Если он не сдаст вовремя сочинение, то будет отчислен. Если он будет отчислен, то это значит, что он больше не увидит Лору, малышку Исмену, своих друзей-захребетников. Он, вероятно, уедет отсюда, покинет эту комнату, спустится по лестнице, повернется спиной ко всем образам и картинам, которые он любил, оставит их позади. Он больше не будет мыться в ванне, где когда-то плескалась его мать, он больше не сможет вырезать ее имя под столешницей, куда Марку даже в голову не пришло заглянуть.

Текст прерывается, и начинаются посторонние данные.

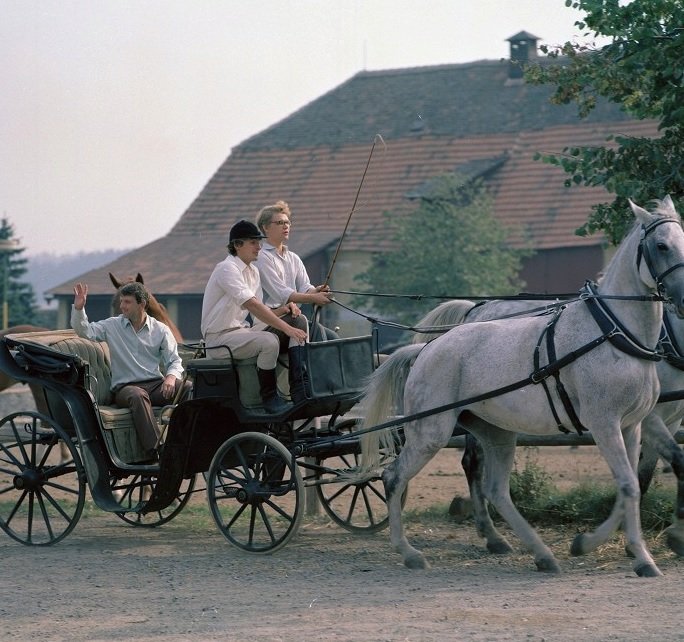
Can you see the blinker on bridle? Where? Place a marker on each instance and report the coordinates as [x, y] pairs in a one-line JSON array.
[[642, 251]]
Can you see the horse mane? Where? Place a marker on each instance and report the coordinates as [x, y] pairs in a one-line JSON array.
[[153, 308]]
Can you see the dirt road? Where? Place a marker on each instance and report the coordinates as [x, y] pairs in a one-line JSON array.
[[183, 581]]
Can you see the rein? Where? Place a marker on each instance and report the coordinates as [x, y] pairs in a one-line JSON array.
[[536, 377]]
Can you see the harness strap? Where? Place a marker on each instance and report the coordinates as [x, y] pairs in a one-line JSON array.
[[620, 337], [560, 388], [549, 399]]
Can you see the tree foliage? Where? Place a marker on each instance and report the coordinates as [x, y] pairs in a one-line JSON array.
[[20, 296], [641, 69], [450, 246]]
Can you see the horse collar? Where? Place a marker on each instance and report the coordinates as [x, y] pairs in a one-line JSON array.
[[619, 336]]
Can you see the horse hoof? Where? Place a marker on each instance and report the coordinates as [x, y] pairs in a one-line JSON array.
[[648, 570], [547, 565], [674, 542], [577, 546], [460, 509], [416, 562], [499, 547]]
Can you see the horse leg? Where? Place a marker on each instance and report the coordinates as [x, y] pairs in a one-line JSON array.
[[413, 456], [498, 447], [621, 452], [473, 467], [587, 542], [659, 441]]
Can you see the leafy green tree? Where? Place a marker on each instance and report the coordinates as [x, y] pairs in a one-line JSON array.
[[451, 245], [20, 297], [641, 69]]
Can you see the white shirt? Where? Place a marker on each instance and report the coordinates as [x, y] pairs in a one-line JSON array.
[[231, 284], [281, 275], [135, 356]]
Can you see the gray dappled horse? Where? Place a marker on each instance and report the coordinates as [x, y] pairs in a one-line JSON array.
[[609, 376], [657, 428]]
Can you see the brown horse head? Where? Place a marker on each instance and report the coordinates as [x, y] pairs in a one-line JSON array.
[[154, 308]]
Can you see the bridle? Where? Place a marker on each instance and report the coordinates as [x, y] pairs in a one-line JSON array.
[[642, 251]]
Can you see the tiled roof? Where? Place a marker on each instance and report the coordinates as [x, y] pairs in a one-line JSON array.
[[433, 120]]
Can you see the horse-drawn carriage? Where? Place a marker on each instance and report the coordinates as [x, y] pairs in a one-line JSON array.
[[494, 378], [256, 466]]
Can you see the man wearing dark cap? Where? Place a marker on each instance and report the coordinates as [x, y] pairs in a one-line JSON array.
[[233, 292]]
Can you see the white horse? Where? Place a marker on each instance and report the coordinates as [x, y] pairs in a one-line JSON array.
[[657, 428], [484, 376]]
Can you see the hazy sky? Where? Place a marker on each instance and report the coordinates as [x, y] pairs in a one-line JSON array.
[[115, 114]]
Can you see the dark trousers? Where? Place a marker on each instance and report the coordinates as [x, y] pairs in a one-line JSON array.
[[140, 396]]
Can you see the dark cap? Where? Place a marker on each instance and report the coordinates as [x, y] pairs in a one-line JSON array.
[[244, 230]]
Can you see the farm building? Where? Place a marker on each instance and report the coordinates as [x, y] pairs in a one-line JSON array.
[[478, 119]]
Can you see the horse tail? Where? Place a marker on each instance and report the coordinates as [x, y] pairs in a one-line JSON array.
[[444, 317], [382, 399]]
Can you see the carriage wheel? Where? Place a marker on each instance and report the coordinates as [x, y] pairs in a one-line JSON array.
[[255, 492], [41, 494], [359, 508], [135, 489]]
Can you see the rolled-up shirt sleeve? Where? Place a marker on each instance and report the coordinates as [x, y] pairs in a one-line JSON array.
[[276, 291], [170, 358], [79, 322]]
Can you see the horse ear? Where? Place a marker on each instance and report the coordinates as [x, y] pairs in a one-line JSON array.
[[642, 215]]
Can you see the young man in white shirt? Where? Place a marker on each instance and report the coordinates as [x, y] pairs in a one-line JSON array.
[[284, 280], [232, 293], [138, 345]]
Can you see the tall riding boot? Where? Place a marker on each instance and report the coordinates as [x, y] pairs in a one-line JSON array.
[[298, 376], [272, 402]]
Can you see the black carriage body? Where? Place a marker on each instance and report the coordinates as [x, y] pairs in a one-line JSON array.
[[337, 371], [62, 378], [197, 428]]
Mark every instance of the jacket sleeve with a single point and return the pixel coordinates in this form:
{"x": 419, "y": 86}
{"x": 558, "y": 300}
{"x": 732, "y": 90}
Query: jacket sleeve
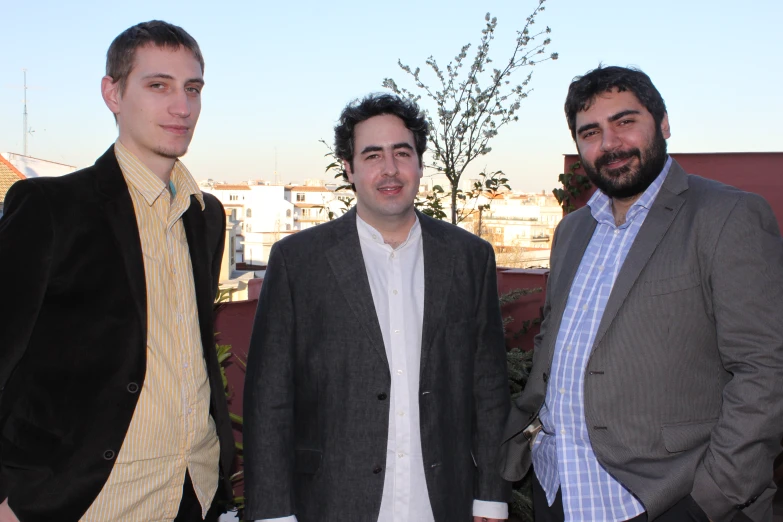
{"x": 746, "y": 283}
{"x": 26, "y": 246}
{"x": 26, "y": 249}
{"x": 269, "y": 398}
{"x": 515, "y": 455}
{"x": 490, "y": 388}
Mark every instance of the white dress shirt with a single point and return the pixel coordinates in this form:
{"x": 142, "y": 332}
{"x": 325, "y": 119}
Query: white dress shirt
{"x": 396, "y": 277}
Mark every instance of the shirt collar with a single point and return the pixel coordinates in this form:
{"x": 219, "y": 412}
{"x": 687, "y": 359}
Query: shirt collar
{"x": 368, "y": 233}
{"x": 151, "y": 186}
{"x": 601, "y": 205}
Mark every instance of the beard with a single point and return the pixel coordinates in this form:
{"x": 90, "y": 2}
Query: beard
{"x": 627, "y": 181}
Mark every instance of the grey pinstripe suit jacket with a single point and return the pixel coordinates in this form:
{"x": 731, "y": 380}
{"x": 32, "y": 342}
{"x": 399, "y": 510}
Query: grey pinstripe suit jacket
{"x": 684, "y": 387}
{"x": 318, "y": 380}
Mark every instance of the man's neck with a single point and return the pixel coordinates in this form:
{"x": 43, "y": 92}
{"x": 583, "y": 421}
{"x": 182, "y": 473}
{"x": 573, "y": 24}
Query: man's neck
{"x": 158, "y": 165}
{"x": 394, "y": 230}
{"x": 621, "y": 206}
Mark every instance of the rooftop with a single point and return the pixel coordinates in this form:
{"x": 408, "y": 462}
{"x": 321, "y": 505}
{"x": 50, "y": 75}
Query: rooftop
{"x": 8, "y": 176}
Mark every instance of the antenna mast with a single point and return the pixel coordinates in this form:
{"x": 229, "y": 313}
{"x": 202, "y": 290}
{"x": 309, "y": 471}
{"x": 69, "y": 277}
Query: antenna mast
{"x": 24, "y": 115}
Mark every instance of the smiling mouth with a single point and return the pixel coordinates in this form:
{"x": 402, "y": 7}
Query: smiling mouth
{"x": 176, "y": 129}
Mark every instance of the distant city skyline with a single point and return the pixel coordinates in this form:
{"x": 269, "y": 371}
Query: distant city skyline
{"x": 278, "y": 75}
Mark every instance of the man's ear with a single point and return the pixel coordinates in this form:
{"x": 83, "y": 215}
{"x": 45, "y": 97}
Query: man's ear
{"x": 110, "y": 90}
{"x": 348, "y": 171}
{"x": 665, "y": 129}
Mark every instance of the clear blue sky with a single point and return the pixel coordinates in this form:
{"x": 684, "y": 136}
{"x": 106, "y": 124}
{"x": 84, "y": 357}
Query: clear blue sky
{"x": 278, "y": 73}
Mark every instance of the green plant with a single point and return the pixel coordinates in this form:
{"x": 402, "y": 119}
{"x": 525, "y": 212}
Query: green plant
{"x": 519, "y": 363}
{"x": 223, "y": 354}
{"x": 573, "y": 185}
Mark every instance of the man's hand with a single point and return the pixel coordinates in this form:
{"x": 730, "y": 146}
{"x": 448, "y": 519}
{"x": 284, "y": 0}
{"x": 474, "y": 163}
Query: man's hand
{"x": 6, "y": 515}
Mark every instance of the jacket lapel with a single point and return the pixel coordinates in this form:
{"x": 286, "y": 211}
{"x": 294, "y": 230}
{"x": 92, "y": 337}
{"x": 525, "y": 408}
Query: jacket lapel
{"x": 438, "y": 270}
{"x": 347, "y": 263}
{"x": 659, "y": 219}
{"x": 195, "y": 231}
{"x": 576, "y": 246}
{"x": 118, "y": 206}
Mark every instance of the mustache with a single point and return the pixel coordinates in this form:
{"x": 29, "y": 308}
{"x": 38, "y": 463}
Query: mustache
{"x": 614, "y": 156}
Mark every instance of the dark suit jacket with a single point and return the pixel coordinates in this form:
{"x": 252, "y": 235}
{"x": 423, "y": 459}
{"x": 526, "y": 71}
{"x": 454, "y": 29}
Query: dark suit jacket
{"x": 73, "y": 334}
{"x": 318, "y": 381}
{"x": 684, "y": 387}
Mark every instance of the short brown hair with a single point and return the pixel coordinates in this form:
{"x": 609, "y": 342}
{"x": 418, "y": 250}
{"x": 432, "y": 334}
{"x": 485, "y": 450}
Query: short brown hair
{"x": 122, "y": 51}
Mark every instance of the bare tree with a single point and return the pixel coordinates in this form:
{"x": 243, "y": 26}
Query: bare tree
{"x": 470, "y": 111}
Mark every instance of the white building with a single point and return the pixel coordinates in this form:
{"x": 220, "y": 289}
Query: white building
{"x": 36, "y": 167}
{"x": 312, "y": 203}
{"x": 263, "y": 213}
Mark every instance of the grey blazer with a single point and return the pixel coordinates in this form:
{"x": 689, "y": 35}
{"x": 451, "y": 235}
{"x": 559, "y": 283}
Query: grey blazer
{"x": 318, "y": 381}
{"x": 684, "y": 387}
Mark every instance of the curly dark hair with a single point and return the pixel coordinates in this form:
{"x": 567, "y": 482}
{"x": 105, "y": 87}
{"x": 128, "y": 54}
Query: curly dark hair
{"x": 375, "y": 105}
{"x": 584, "y": 89}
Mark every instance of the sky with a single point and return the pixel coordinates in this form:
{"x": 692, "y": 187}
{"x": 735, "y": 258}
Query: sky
{"x": 278, "y": 74}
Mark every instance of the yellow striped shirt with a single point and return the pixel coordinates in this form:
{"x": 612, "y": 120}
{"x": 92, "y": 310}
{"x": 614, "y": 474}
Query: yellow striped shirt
{"x": 171, "y": 429}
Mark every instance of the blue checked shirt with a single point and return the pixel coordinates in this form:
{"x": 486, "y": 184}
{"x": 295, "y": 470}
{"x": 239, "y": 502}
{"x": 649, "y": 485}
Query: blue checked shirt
{"x": 562, "y": 455}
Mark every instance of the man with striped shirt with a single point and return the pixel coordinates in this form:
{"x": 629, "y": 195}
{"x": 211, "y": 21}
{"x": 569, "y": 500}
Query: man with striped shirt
{"x": 657, "y": 385}
{"x": 113, "y": 406}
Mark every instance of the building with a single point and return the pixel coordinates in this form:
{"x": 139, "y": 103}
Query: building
{"x": 37, "y": 168}
{"x": 262, "y": 212}
{"x": 314, "y": 203}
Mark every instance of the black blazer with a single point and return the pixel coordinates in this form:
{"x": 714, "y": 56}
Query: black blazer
{"x": 73, "y": 334}
{"x": 318, "y": 381}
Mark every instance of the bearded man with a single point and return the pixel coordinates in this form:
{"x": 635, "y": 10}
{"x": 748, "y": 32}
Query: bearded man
{"x": 658, "y": 374}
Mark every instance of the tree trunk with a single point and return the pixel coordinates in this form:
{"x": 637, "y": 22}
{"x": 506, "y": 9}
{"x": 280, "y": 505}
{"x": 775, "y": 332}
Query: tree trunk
{"x": 454, "y": 185}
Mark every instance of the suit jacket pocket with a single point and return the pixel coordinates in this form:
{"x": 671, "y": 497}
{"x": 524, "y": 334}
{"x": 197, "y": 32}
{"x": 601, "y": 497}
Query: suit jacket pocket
{"x": 686, "y": 435}
{"x": 308, "y": 461}
{"x": 672, "y": 284}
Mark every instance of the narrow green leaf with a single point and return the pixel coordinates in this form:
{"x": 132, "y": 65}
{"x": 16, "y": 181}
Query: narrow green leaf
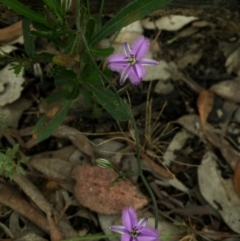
{"x": 131, "y": 13}
{"x": 64, "y": 77}
{"x": 59, "y": 96}
{"x": 54, "y": 123}
{"x": 29, "y": 41}
{"x": 89, "y": 29}
{"x": 92, "y": 78}
{"x": 25, "y": 11}
{"x": 103, "y": 52}
{"x": 111, "y": 102}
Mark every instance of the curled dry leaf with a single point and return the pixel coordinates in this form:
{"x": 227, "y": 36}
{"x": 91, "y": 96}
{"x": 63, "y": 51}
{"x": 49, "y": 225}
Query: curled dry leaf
{"x": 219, "y": 192}
{"x": 76, "y": 137}
{"x": 229, "y": 89}
{"x": 236, "y": 179}
{"x": 177, "y": 143}
{"x": 205, "y": 103}
{"x": 169, "y": 23}
{"x": 56, "y": 169}
{"x": 93, "y": 190}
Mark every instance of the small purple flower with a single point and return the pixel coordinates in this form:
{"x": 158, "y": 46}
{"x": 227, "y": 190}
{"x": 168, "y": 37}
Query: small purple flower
{"x": 132, "y": 230}
{"x": 131, "y": 63}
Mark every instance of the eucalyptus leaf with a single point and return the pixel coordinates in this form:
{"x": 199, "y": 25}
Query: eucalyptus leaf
{"x": 131, "y": 13}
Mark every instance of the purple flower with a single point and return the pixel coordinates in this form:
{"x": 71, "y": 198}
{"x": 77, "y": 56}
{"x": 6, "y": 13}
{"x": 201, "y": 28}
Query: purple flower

Он будет вынужден, будет обязан последовать за Марком туда, куда хотела увезти Пьера на мотоцикле его мать, увезти тайно, так, чтобы Марк об этом не узнал… она хотела уехать в ту страну без Марка, и сделать это так, чтобы Пьер не выдал их секрет… Если бы Пьер написал хорошее сочинение, Лора, наверное, сказала бы: «Вы не можете похитить его у нас, господин Лупьен, ведь он — гордость нашего учебного заведения, для нашего лицея — большая честь иметь такого умного и способного ученика». А если он не напишет сочинение и не сдаст его вовремя, его, вероятно, выставят на всеобщее обозрение посреди двора и все будут указывать на него пальцем, в том числе и Лора. Его отец придет с маленьким чемоданчиком и двумя билетами на рейсовый междугородний автобус. Наверное, он ему скажет: «Вот, это из-за тебя мне пришлось все распродать. Из-за тебя мы будем вынуждены жрать одни апельсины до конца жизни. Кстати, твоя мать ненавидела апельсины, она говорила, что они похожи на тебя».
В холодной воде Пьера опять начала бить дрожь, зубы у него опять застучали. Занимался рассвет. Колено Пьера коснулось намокшей, раскисшей пачки бумаги, всплывшей на поверхность, вздувшейся как намокший и оттого ставший ноздреватым кусок хлеба. Хороший подарок ко Дню Матерей! Надо бросить его в мешок для мусора, да не забыть швырнуть туда же плакатик, на котором в категорической форме выражен запрет на чтение в постели: так прямо и написано: «Не читай лежа!» На дне ванны валялась и истекала чернилами ручка, точно так как человек истекает кровью.